Maatregelen bevoorrading winkels in de binnenstad Een verdere terugdringing van (overlast door) bevoorradingsverkeer in de binnenstad
4. Stimulering andere vervoerswijzen (met name de fiets) Het aandeel andere vervoerswijzen (dan de auto) verhogen ten opzichte van het aandeel auto.

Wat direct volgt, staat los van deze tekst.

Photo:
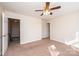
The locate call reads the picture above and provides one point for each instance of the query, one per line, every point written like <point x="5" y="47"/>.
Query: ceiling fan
<point x="48" y="10"/>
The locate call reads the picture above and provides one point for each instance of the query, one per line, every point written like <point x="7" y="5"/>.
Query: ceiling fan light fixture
<point x="46" y="12"/>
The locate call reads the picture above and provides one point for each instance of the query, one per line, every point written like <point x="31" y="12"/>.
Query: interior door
<point x="0" y="35"/>
<point x="4" y="34"/>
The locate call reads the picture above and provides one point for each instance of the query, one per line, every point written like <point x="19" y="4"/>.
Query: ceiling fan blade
<point x="38" y="10"/>
<point x="41" y="14"/>
<point x="47" y="5"/>
<point x="55" y="8"/>
<point x="51" y="13"/>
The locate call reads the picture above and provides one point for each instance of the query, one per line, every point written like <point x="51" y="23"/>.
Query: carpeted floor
<point x="39" y="48"/>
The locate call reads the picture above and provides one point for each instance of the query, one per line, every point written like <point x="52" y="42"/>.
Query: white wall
<point x="30" y="28"/>
<point x="64" y="28"/>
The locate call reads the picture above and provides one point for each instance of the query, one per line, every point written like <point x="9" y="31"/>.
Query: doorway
<point x="48" y="27"/>
<point x="13" y="31"/>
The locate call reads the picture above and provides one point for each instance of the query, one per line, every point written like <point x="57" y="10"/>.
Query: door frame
<point x="19" y="28"/>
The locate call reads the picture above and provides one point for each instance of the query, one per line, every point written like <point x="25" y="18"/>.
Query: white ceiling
<point x="28" y="8"/>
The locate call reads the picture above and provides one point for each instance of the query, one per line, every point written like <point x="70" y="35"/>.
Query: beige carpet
<point x="39" y="48"/>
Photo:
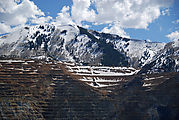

Van deze vier maatregelen worden hieronder het parkeren en de bevoorrading nader toegelicht. De categorisering is al eerder beschreven evenals het stimuleren van het fietsgebruik. Parkeren Beleidsuitgangspunten Op 26 mei 2008 heeft de gemeenteraad het Geactualiseerd Parkeerbeleid vastgesteld. Met het Geactualiseerd Parkeerbeleid willen we bereiken dat een optimale afstemming plaatsvindt tussen de vraag van de doelgroep gebruikers (bewoners, bezoekers en werkers) naar en het aanbod (aantal en locatie) van parkeerplaatsen bij de navolgende beleidsuitgangspunten, namelijk; Autoluwe binnenstad: Zoveel mogelijk het niet-noodzakelijke autoverkeer uit de binnenstad weren, zonder dat de economische functies en belangen van de bewoners in de binnenstad aangetast worden. De leefbaarheid van de binnenstad verhogen. Dit wordt fysiek ingevuld door een autovrij kernwinkelgebied, een ‘autovolle’ rand van de binnenstad (dit is de buitenschil van de binnenstad waar onder andere de parkeerlocatie Hof van Tange, parkeergarage Achter de Houttuinen, parkeergarage Geere, parkeergarage Kousteensedijk, Loskade et cetera liggen) en een autoluw overig deel van de binnenstad; Beschikbaarheid voor allen, inclusief faciliteren van bewonersparkeren: Het beschikbare parkeerareaal zo multifunctioneel mogelijk inzetten, waardoor alle typen parkeerders kunnen worden bediend. Echter wel zorgdragen voor het feit dat de prioriteit van het parkeerbeleid uitgaat naar de inwoners van Middelburg. Dit betekent dat het parkeerbeleid erop gericht moet zijn om voor de (binnen)stadbewoners een goede parkeersituatie te creëren en om conflictsituaties zo veel mogelijk te voorkomen; Gefiscaliseerd parkeren: Dit is uitgangspunt voor het parkeren in de binnenstad. Hiermee worden alle in de binnenstad parkerende doelgroepen op basis van vraag en aanbod, prijswerking en vergunningen bediend;
17
Kadernotitie
-
Gemeentelijk Verkeer- en Vervoerplan Middelburg 2025
Beperken zoekverkeer: Het bieden van voldoende parkeerplaatsen – in de toekomst – ten behoeve van het functioneren van de (binnen)stad. Kostendekkend: Uitgangspunt is dat het geactualiseerde parkeerbeleid (minimaal) de kosten uit de inkomsten kan dekken; Bereikbaarheid: Het kunnen vinden en bereiken van parkeerplaatsen (in of aan de rand van de (binnenstad), is een randvoorwaarde om het gebruik ervan mogelijk te maken. Tevens wordt hiermee ook voorkomen dat er zoekverkeer in de stad gaat ontstaan.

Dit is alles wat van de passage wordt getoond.